Global examples such as Petra in Jordan or the Mayan Temples in Mexico show that developing touristic destinations around culturally significant landmarks can be done and would bring in benefits such as an increased number of visitors to the country, as well as increased economic benefits including investment opportunities in businesses complementary to tourism and employment.
Yet, Lebanon has largely missed this opportunity with only Byblos coming close to being a tourist destination, thanks to private sector investment in the city and the goodwill of its municipality. Other areas with cultural antiquities, such as the temples of Baalbeck or the hippodrome and seaside ruins in Tyre are ignored and left to languish with the little domestic tourism they can bring in (see article page 50).
So what can be done to change that and benefit from our country’s potential for cultural tourism? The basic and necessary first step would be a change of attitude by all stakeholders in the tourism industry, starting with the Ministry of Tourism itself, moving away from complaining about their limitations towards a more constructive attitude.
The Ministry of Tourism, charged with promoting and marketing these cultural sites, should research good examples of touristic destinations centered around cultural antiquities and develop a national plan that can be applied within the Lebanese context.

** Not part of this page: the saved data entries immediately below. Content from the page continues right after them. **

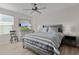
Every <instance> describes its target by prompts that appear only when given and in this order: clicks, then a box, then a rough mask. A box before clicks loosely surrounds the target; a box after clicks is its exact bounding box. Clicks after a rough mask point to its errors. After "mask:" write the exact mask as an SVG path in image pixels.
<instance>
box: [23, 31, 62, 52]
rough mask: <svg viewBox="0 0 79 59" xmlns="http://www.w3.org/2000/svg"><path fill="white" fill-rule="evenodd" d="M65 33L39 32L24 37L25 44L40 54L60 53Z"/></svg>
mask: <svg viewBox="0 0 79 59" xmlns="http://www.w3.org/2000/svg"><path fill="white" fill-rule="evenodd" d="M62 38H63V34H61V33H56V32H53V33H48V32H37V33H31V34H28V35H25V36H24V37H23V46H25V47H26V48H30V49H32V50H34V51H35V52H37V53H38V54H60V52H59V50H58V48H59V47H60V44H61V40H62Z"/></svg>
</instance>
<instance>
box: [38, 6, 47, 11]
mask: <svg viewBox="0 0 79 59" xmlns="http://www.w3.org/2000/svg"><path fill="white" fill-rule="evenodd" d="M42 9H46V7H42V8H38V10H42Z"/></svg>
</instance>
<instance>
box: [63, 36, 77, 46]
mask: <svg viewBox="0 0 79 59" xmlns="http://www.w3.org/2000/svg"><path fill="white" fill-rule="evenodd" d="M62 44H65V45H69V46H76V37H75V36H64V38H63V40H62Z"/></svg>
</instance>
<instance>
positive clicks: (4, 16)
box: [0, 14, 14, 35]
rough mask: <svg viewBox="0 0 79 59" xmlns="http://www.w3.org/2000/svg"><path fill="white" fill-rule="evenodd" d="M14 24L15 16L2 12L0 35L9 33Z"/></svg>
mask: <svg viewBox="0 0 79 59" xmlns="http://www.w3.org/2000/svg"><path fill="white" fill-rule="evenodd" d="M13 25H14V17H13V16H9V15H3V14H0V35H1V34H9V31H10V30H12V26H13Z"/></svg>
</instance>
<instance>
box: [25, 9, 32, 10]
mask: <svg viewBox="0 0 79 59" xmlns="http://www.w3.org/2000/svg"><path fill="white" fill-rule="evenodd" d="M24 10H32V9H24Z"/></svg>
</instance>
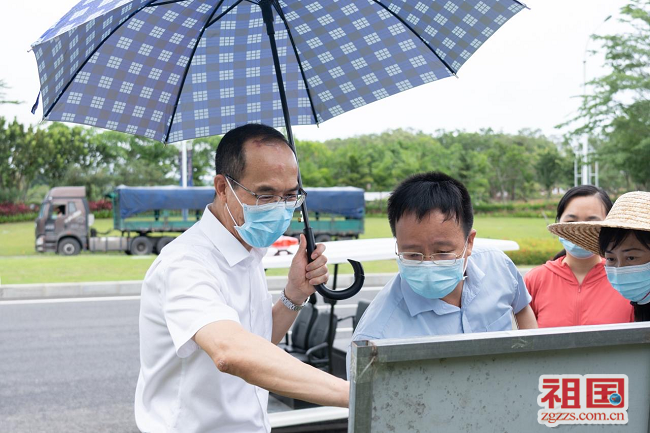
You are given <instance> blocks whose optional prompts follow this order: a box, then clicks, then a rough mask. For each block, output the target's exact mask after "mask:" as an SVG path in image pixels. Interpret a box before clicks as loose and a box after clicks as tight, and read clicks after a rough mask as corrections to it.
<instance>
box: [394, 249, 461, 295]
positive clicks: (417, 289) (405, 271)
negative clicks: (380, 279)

Instead, the Ministry of Tourism has focused its strategy for the next five years on rural tourism. While it is a viable form of tourism for sure, it does not make a lot of sense to prioritize promotion of largely unknown locales over one of Lebanon’s most valuable touristic assets — its antiquities and rich cultural history.
Meanwhile, while it benefits the municipalities where cultural ruins are located to cultivate a viable city that will attract tourism — not only do they collect half of the total entrance charges, but they also collect taxes from building permits — it is often left up to a mayor’s personal initiative to back tourism projects through facilitating their development in terms of permits and such.
A good municipality can either make or break a touristic destination as there are no institutional practices or national plans to enforce and encourage positive action. Here again, a change of attitude from fatalistic to “can do” would be more beneficial to the city itself. Instead of municipalities complaining about a lack of budget, they could use whatever opportunities or investments they have at hand to attract tourists and more investors, such as in the case of Byblos.
Tourism is touted as being one of the pillars of the Lebanese economy; if this is the case then a more serious and well studied approach should be taken for its development and promotion. One where all stakeholders know their role and energetically follow a national strategy based on specific research and data.